RG. Qualunque considerazione su questo tema potrebbe invecchiare in fretta e magari anche male. Io, da ottimista, mi aspetto che Trump sia più morbido nei prossimi mesi, per quanto sia assolutamente indecifrabile e imperscrutabile. Mi aspetto comunque una Presidenza meno protagonista e, quindi, una relativa stabilizzazione dei movimenti valutari e di altre asset class.
Le imprese affronteranno comunque un dazio di fondo generalmente più alto di prima. E questo porterà inevitabilmente maggiore inflazione, perché i maggiori dazi vanno in qualche modo distribuiti lungo la catena del valore.
Gli esportatori dovranno negoziare con i propri clienti una qualche revisione dei listini e anche gli importatori vivranno l’onda lunga di questa situazione, perché gran parte delle imprese italiane tendono a importare dalla Cina.

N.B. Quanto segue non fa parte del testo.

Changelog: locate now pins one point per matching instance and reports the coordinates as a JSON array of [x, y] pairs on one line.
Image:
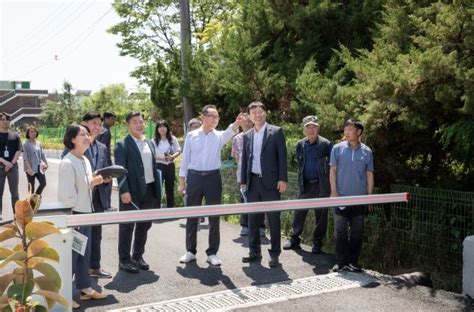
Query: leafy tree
[[117, 99], [413, 91], [63, 111]]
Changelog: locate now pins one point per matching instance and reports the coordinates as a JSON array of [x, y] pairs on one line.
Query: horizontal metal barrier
[[148, 215]]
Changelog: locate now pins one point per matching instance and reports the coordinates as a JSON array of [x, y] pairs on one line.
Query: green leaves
[[7, 234], [48, 270], [36, 230]]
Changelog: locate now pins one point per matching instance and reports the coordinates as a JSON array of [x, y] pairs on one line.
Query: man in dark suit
[[97, 155], [264, 176], [140, 189], [105, 137], [312, 153]]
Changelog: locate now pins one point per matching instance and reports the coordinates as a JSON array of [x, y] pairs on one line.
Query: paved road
[[168, 279]]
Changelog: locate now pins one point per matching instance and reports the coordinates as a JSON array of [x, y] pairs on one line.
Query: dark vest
[[323, 153]]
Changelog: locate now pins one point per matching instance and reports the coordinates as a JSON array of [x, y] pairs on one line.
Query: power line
[[88, 34], [45, 41], [38, 28]]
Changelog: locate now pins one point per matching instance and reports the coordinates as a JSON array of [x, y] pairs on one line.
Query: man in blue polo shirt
[[352, 168]]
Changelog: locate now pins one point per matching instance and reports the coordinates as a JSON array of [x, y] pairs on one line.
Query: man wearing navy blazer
[[140, 189], [264, 177], [97, 155]]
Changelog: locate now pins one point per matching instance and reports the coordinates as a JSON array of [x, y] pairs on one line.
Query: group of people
[[324, 170]]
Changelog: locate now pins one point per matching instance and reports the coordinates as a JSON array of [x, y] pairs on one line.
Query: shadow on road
[[244, 240], [125, 282], [262, 275], [322, 262], [209, 276]]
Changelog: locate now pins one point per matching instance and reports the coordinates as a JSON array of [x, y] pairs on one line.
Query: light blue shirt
[[202, 152], [352, 166]]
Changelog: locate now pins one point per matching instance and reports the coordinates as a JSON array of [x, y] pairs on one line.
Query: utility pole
[[185, 53]]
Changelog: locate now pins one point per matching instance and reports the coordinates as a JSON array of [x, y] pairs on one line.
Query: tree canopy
[[405, 68]]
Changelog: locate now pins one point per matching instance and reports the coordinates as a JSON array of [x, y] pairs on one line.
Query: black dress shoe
[[291, 245], [99, 273], [128, 267], [141, 264], [317, 248], [273, 263], [252, 258]]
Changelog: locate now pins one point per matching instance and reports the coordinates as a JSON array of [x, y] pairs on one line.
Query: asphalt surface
[[168, 279]]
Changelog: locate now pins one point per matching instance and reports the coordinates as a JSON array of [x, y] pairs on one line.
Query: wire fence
[[53, 137], [426, 235]]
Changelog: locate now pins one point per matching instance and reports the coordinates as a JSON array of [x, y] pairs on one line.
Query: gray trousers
[[311, 190], [257, 192], [349, 229], [199, 187], [12, 176]]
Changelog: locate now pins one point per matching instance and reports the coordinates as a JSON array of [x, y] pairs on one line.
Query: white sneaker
[[214, 260], [188, 257]]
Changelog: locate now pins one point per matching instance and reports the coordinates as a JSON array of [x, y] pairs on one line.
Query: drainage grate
[[258, 295]]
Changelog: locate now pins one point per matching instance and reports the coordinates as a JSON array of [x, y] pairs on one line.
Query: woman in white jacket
[[75, 190]]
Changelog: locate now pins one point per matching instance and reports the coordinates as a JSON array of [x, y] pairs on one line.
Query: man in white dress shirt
[[199, 177]]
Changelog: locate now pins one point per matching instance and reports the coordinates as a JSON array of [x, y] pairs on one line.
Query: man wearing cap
[[312, 154], [352, 173]]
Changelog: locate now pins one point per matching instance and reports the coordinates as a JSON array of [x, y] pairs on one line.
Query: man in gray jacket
[[312, 153]]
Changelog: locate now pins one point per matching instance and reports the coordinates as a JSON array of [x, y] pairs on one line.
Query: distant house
[[21, 102]]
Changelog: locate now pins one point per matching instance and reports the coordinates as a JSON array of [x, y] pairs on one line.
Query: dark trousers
[[140, 230], [13, 180], [207, 187], [41, 179], [244, 218], [96, 233], [311, 190], [348, 230], [257, 192], [168, 177], [81, 264], [108, 192]]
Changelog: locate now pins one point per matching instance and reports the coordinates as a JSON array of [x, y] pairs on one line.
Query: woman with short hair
[[34, 160], [167, 149], [75, 185]]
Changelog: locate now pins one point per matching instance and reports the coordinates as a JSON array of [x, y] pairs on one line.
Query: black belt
[[203, 173]]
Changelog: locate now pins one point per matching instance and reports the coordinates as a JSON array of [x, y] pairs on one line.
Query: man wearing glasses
[[264, 178], [199, 177], [10, 151]]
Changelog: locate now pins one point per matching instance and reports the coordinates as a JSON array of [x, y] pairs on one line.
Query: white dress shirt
[[147, 159], [257, 149], [75, 176], [202, 152]]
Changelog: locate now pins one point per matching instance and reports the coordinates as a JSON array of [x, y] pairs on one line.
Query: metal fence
[[53, 136], [426, 235]]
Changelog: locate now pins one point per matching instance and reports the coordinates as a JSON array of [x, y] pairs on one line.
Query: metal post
[[185, 53]]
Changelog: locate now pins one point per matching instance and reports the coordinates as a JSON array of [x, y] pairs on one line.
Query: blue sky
[[47, 42]]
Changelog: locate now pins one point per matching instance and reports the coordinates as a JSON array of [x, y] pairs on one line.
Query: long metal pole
[[185, 53]]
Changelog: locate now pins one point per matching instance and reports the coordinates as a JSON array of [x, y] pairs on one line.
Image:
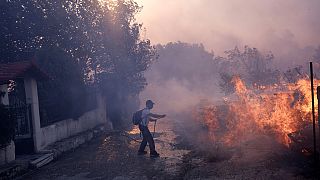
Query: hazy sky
[[286, 27]]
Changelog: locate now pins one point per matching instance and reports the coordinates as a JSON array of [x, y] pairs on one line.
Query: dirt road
[[114, 156]]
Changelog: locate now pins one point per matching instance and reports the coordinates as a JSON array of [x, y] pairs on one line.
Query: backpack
[[137, 117]]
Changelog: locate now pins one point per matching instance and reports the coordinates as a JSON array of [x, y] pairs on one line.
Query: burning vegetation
[[278, 111]]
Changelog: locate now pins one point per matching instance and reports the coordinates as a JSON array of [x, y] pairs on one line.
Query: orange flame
[[275, 110]]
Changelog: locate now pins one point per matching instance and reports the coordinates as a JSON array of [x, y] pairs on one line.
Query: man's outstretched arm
[[156, 116]]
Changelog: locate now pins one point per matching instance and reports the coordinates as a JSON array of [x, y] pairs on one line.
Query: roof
[[12, 71]]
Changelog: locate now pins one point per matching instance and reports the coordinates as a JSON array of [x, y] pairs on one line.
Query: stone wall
[[7, 154]]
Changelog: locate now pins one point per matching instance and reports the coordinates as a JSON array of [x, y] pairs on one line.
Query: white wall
[[70, 127]]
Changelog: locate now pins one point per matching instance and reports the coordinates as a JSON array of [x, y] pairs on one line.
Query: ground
[[113, 155]]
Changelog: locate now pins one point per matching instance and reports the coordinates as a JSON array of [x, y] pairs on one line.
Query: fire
[[275, 110]]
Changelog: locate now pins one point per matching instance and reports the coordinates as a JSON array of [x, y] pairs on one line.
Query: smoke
[[183, 75], [288, 28]]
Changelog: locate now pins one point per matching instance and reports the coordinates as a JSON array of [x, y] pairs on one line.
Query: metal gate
[[22, 114]]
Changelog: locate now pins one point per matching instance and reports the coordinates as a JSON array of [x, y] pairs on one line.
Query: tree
[[101, 37]]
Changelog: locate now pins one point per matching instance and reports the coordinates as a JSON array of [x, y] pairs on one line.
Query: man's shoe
[[154, 155], [142, 152]]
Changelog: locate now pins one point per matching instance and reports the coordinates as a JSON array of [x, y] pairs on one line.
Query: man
[[143, 126]]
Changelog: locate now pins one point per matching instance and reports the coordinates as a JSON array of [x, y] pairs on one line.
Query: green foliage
[[64, 95], [7, 126], [250, 64], [101, 37]]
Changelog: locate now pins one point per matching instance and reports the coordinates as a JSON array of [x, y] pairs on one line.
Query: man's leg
[[144, 140], [150, 140]]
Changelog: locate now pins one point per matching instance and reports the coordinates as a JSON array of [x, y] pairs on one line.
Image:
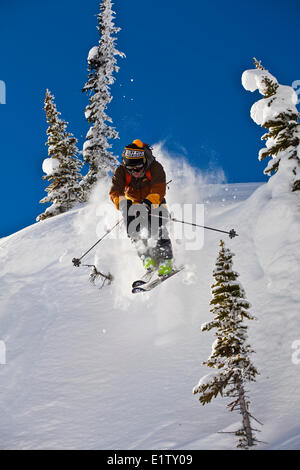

Andiamo quindi verso un mondo con maggiore inflazione e poca chiarezza. E quello che mi preoccupa di più, in uno scenario così incerto, è che sia difficile fare nuovi investimenti. E se non si investe oggi, è probabile che ci sia un rallentamento nel futuro: è questo il mio timore.
AG. Ebury è una delle aziende fintech che offre alle imprese servizi di nuova generazione, che fanno leva sulla tecnologia e sul digitale. In che modo il fintech può aiutare le imprese in questo contesto?
RG. Io penso che la partita si giochi sempre di più sull’efficienza e sulla velocità. I dazi provenienti dall’esterno impongono una negoziazione serrata con i clienti, per cercare di distribuirne l’impatto su tutta la catena del valore. Poter efficientare il processo di incasso, nel nostro caso di dollari americani, può fare la differenza.
È realistico aspettarsi una riduzione della marginalità per tutti e, quindi, è inevitabile cercare modi più efficienti di fare le cose. L’efficienza può essere vista come un’economicità del processo di trasferimento dei fondi, facendo leva sui vari schemi di pagamento e incasso locali. E, quindi, incassare dollari dagli USA con la stessa facilità con cui incassi euro in Europa, grazie a dei conti virtuali localizzati negli Stati Uniti.
In generale, serve liberare risorse che possono essere dedicate ad altro, quindi un aumento della produttività grazie al minor tempo dedicato all’incasso e alla gestione dei flussi valutari.
Infine, queste turbolenze richiedono anche di avere un approccio premiante alla mitigazione del rischio di cambio. Qui serve una specializzazione molto forte e noi cerchiamo di affiancare i clienti nell’identificare questi rischi per gestirli al meglio.
AG. E questo non solo per il dollaro americano, perché le turbolenze sui cambi riguardano tutte le geografie.
RG. Certamente. Nonostante le grandi narrative che circolano sull’alternativa al dollaro, un tema oggi molto inflazionato, la valuta americana resta quella che fa girare il mondo. Trovare un’alternativa richiederà, eventualmente, ancora molti anni.
Il dollaro è la prima tessera del domino: se è turbolento, ci sono ripercussioni pressoché istantanee anche sulle altre valute. Il renminbi, ad esempio, si è molto indebolito, per compensare almeno in parte l’impatto dei dazi annunciati da Trump. La sterlina, invece, ha quasi beneficiato da questa situazione, grazie a un commercio con gli USA tutto sommato bilanciato tra import ed export.
Oltre ai dazi, comunque, ci sono altri fattori, dalla crisi energetica alle tensioni internazionali. Il mondo è estremamente interconnesso e nessuno è esente da ciò che accade altrove.